7月 「ちんや」の精肉売店で、調味料を売り始めました。

 今世の中には、「出来合い調味料」がやたらと増えてきていますが、正直、私の味覚からすると、残念なものばかりです。それに添加物がたくさん入っています。肉屋が肉だけを売っていればOK、という環境ではなくなってきたので、始めた次第です。

 醤油をかわきりに、その後、味噌などの他の調味料も売ることも始めています。

7月 第9回「すきや連」を「銀座吉澤」さんで開催しました。

 第9回は、汚染エサの問題で畜産業界が大揺れの最中の開催と成りました。それでも、「すきや連」は挫けていません。この日も開催店のY社長が「こんな大勢さんの宴会は初めて!」という位の、大人数が集結しました。

 「必ず乗り越えるぞ!」と大盛り上がりでした。

8月 「すき焼き川柳onツイッター」コンクール、略して「すき川」をネット上で実施しました。

 今年の8月は汚染牛報道で大ダメージの最中でした。
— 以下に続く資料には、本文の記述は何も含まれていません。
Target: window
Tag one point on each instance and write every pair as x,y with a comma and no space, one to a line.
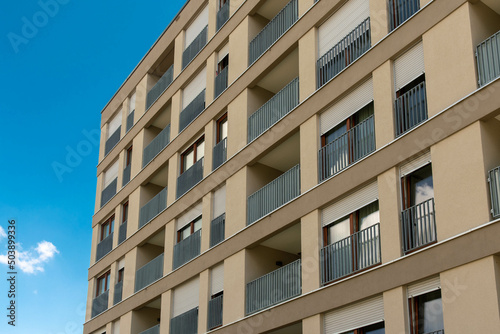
193,154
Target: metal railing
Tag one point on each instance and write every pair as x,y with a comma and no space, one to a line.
112,141
273,110
273,30
185,323
418,225
149,273
104,247
274,194
400,11
274,287
410,109
494,181
220,154
109,192
215,312
152,208
488,59
217,228
162,85
350,48
156,146
193,109
117,296
222,15
190,178
100,303
187,249
194,48
221,81
352,254
345,150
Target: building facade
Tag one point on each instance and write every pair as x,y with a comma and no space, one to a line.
301,166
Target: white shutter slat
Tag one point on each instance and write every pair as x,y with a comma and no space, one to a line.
347,106
364,313
342,22
409,66
350,203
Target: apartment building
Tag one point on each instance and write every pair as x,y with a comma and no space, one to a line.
301,166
ボヤイていても仕方ないですので、この企画を実行しました。キャッチコピーは「川柳で日本の食卓に笑顔を!」

 530句もの句が集まり、びっくりでした。傑作には「ちんや」食事券をプレゼントしました。

8月 隅田川花火大会の日に、「ちんや」で国際観光日本レストラン協会の納涼会を開催しました。

 花火は、震災の影響で例年より一ヶ月遅れ、8月末の開催になりましたが、関係の皆様のご尽力により無事開催されました。業界の仲間と共に鑑賞することができ、本当に有り難いことでした。

9月 <大震災6ヶ月―全ての食材を東北+北関東から集めた、住吉史彦の会!>を開催しました。

 この会は昨年に続き2回目でした。

 「御偉方」をおよびせず、私と年齢の近い皆様(プラスマイナス10歳)にお声かけさせていただく会という点は昨年と変わりませんが、今年はご案内先を「飲食業界・食品製造業界の方限定」という風に変更、また題名の通り、食材を東北から集めました。

 参加者は私の親しい方ばかり。「オレ達が日本の食文化を造るぞ」と大盛り上がりの夜でした。

11月 第10回「すきや連」を、群馬県前橋市のすき焼き店「牛や清」さんで開催しました。

 今回も定員オーバーの、多数の皆様のご参加があり大盛況。上州和牛を堪能しました。

 またこの回は宴会の前に「産地見学ツアー」が付きました。下仁田の葱畑、原木しいたけ、蒟蒻工場を見学して有意義でした。群馬の皆さん、お世話になりました!

 そして最後に、もう一つ。

 2/28に弊ブログが連続更新365日を達成しました。その後、大震災をまたいで671日(1年10か月)まで伸びています。

 記念の日には「連続更新365日記念スペシャル カリスマ受け売り師・住吉史彦の生涯の半分くらい」と題して、6日連続の長篇ブログをUPしました。

 さてさて、あまりに多くのことがあり、決して忘れることのないだろう2011年の、弊ブログも本日が千秋楽となりました。万感胸に迫り、大したことは書けません。

 ただただ御礼だけを申し上げます。

 読者の皆様、ご愛読いただき誠にありがとうございました。

 2012年もご愛顧を賜りたく、お願い申し上げます。